I am fond of telling patients that one French fry is worse for your health than one cigarette, so you may want to consider this before you order your next 'Biggie' order.
Chips
Most commercial chips, and this includes corn chips, potato chips, tortilla chips, you name it, are high in trans fat. Fortunately, some companies have caught on to the recent media blitz about the dangers of trans fat and have started to produce chips without trans fat.
However, the high temperatures used to cook them will potentially cause the formation of carcinogenic substances like acrylamide, and this risk remains even if the trans fat is removed.
Fried Non-Fish Seafood
This category represents the culmination of non-healthy aspects of food. Fried shrimp, clams, oysters, lobsters, and so on have all the issues of trans fat and acrylamide mentioned above, plus an added risk of mercury.

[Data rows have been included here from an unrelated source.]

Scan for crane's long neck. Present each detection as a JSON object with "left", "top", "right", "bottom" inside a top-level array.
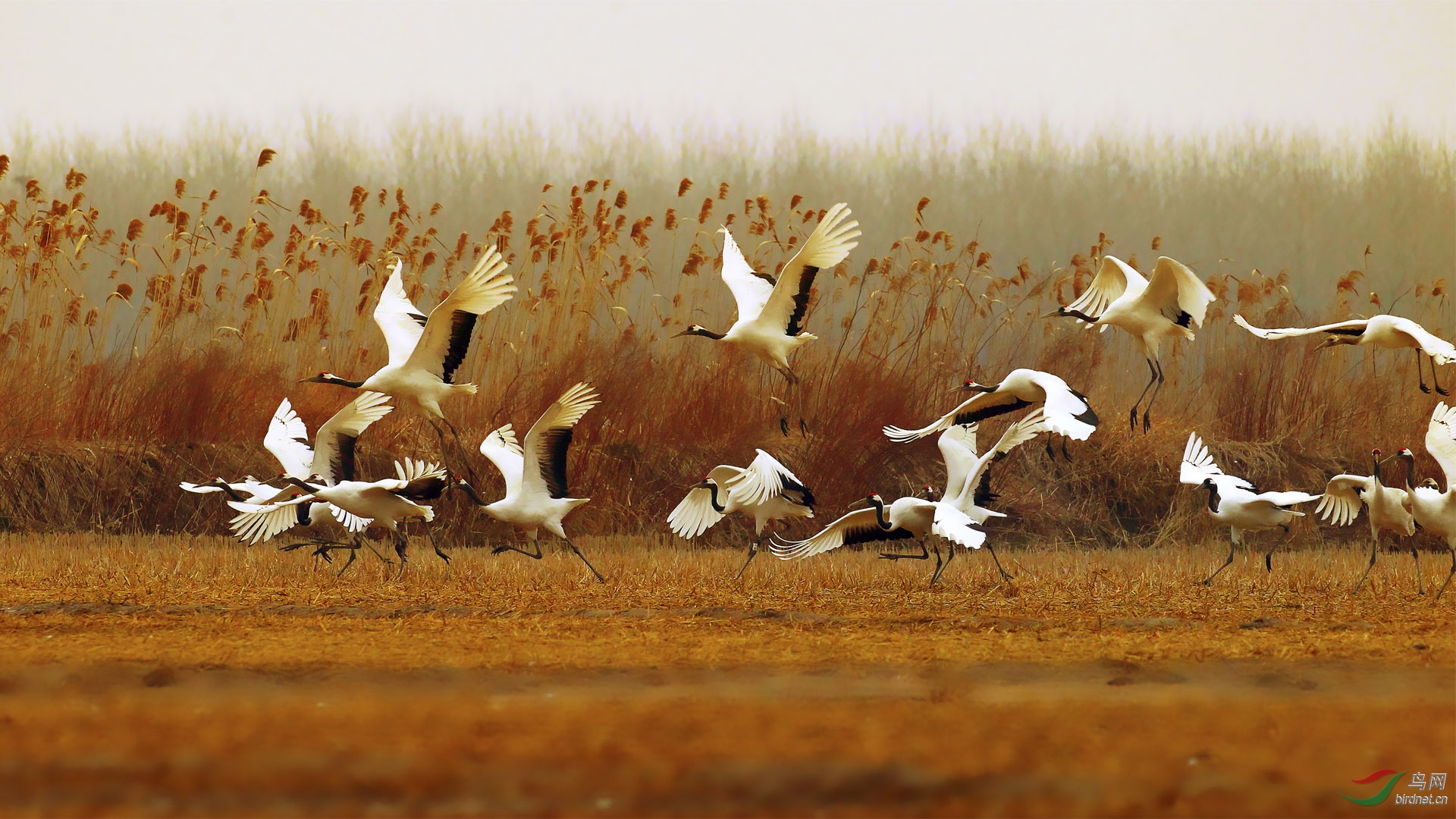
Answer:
[
  {"left": 869, "top": 498, "right": 890, "bottom": 532},
  {"left": 708, "top": 481, "right": 728, "bottom": 514},
  {"left": 456, "top": 481, "right": 491, "bottom": 506}
]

Seafood is loaded with toxic mercury and shellfish like shrimp and lobsters can be contaminated with parasites and resistant viruses that may not even be killed with high heat. These creatures, considered scavenger animals, consume foods that may be harmful for you.
Eating these foods gives you a quadruple dose of toxins--trans fat, acrylamide, mercury and possibly parasites or viruses--with every bite.
If you have a taste for seafood, there's an easy solution. It's best to avoid your local fish fry and try the only fish I now eat--the delicious wild red Alaskan salmon that was proven through independent lab testing to be free of harmful levels of mercury and other contaminants.